Stories filed under: “nft vending machine”
from the vend-what-now? dept
Tue, Mar 8th 2022 03:37pm – Karl Bode
It’s difficult to overstate the amount of scammy bullshit that permeates the NFT space at the moment. On any given day my inbox is absolutely inundated with PR pitches for NFT-related products that are either pushing something that isn’t really new, don’t actually work, aren’t actually innovative if you eliminate the NFTs (the world’s first NFT-based escape room!) or are just outright scams.
The latest case in point: one company recently unveiled what it declared was the world’s first “NFT vending machine” in Manhattan. The company issues a press release heralding the amazing innovation of the idea:
Located just off Wall Street, the machine accepts USD credit and debit cards then dispenses a box with a unique code inside it for the chosen NFT, which is easily redeemable on the Neon platform. With no cryptocurrency, crypto wallet or specialized knowledge required, Neon has built the simplest, most accessible way to buy, sell and trade NFTs in the real world. The vending machine is open 24 hours a day.
Like most NFT-related PR spam, the launch was then picked up by literally thousands of news outlets, blogs, and other sources that were happy to parrot the idea completely unskeptically.

In this case the vending machine only really “sold” two “products”: a “color” for $5.99 and a “party pigeon” for $420.69. But when a reporter actually bothered to investigate the machine a week later, they found that neither the vending machine nor the NFTs it sold actually worked. First the machine simply failed to actually disperse any product:
As if buying a bag of Cheetos, I punched in my selection and tapped my credit card. The machine beeped, the metal coil began to turn – and then, nothing. My NFT was stuck. I banged on the glass, but it refused to drop. I noticed two security cameras watching me, and felt self-conscious. Was I the first person in the world to lose money while physically buying an NFT?

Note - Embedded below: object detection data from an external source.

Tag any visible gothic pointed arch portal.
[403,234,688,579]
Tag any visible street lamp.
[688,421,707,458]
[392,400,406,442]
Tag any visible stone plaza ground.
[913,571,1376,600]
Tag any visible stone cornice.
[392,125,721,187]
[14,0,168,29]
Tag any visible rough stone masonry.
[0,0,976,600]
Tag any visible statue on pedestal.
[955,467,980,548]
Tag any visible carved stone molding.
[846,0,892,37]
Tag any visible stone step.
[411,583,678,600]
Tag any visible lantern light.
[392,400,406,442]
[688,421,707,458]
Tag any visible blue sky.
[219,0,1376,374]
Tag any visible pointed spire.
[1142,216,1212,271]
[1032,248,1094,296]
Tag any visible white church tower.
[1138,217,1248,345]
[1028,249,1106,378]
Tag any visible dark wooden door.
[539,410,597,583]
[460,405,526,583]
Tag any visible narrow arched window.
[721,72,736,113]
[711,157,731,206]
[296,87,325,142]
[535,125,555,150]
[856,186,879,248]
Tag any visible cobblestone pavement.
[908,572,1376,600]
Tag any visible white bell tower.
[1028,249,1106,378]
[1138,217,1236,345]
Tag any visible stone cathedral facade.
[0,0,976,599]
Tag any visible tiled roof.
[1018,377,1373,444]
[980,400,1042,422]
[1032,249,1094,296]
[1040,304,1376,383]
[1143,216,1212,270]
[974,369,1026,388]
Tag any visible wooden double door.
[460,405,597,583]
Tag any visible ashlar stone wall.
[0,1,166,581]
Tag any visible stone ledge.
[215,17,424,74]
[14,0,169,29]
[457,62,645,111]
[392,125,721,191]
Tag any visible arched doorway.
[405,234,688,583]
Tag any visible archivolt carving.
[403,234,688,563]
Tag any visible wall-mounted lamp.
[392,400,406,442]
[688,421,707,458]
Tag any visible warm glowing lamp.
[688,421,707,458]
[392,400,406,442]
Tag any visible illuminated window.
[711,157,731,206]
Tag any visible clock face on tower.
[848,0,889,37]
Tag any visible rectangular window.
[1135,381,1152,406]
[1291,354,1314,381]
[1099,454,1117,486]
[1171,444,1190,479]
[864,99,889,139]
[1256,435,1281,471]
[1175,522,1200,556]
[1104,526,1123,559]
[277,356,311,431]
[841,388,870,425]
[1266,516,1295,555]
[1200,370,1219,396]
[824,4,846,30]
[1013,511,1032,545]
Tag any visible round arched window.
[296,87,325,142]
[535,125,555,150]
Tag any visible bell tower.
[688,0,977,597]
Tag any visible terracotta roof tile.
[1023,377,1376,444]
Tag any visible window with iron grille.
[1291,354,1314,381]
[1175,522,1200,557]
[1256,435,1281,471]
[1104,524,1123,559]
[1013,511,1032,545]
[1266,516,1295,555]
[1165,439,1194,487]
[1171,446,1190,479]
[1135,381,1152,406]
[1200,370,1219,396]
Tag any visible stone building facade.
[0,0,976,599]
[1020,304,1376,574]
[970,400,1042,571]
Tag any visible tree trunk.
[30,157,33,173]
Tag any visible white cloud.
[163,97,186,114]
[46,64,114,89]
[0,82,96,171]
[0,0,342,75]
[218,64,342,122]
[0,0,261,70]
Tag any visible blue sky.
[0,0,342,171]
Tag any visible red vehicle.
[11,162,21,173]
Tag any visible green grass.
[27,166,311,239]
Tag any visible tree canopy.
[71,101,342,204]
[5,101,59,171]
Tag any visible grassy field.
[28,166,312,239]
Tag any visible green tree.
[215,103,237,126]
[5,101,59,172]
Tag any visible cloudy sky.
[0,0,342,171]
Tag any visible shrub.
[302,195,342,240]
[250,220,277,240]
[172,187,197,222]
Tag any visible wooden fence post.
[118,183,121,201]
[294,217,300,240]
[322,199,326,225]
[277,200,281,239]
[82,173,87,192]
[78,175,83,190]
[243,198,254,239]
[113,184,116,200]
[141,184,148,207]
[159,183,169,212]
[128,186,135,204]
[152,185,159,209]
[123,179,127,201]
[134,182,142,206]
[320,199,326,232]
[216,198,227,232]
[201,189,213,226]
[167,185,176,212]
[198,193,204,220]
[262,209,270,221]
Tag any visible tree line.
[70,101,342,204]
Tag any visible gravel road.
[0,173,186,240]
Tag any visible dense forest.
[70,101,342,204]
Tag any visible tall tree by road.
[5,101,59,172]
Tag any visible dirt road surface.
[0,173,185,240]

Then, when the reporter was finally able to purchase something, the something he purchased wound up not working at all:
“There was another snag when I redeemed my prize. I scanned my QR code, which directed me to a website and told me to create an account on the Neon marketplace. Then I had to enter a 12-digit sequence on my little slip of paper to mint my NFT. But instead of getting a color, based on a random six-digit “hex code” used by web designers, I got a five digit string that resulted in a blank square.”
Thousands of blogs’ worth of press release hype and it takes a week for a reporter to actually bother to see if the product being hyped actually works. This cycle repeats itself thousands of times every week as opportunistic folks (including the press) try to cash in on the NFT hype cycle.
Again, there surely are innovative and creative applications for NFT-based technologies, but right now the sector is just so filled with half-baked ideas, scams, and opportunistic gibberish it’s hard to see how this doesn’t ultimately derail the entire experiment and taint the conceptual brand in perpetuity.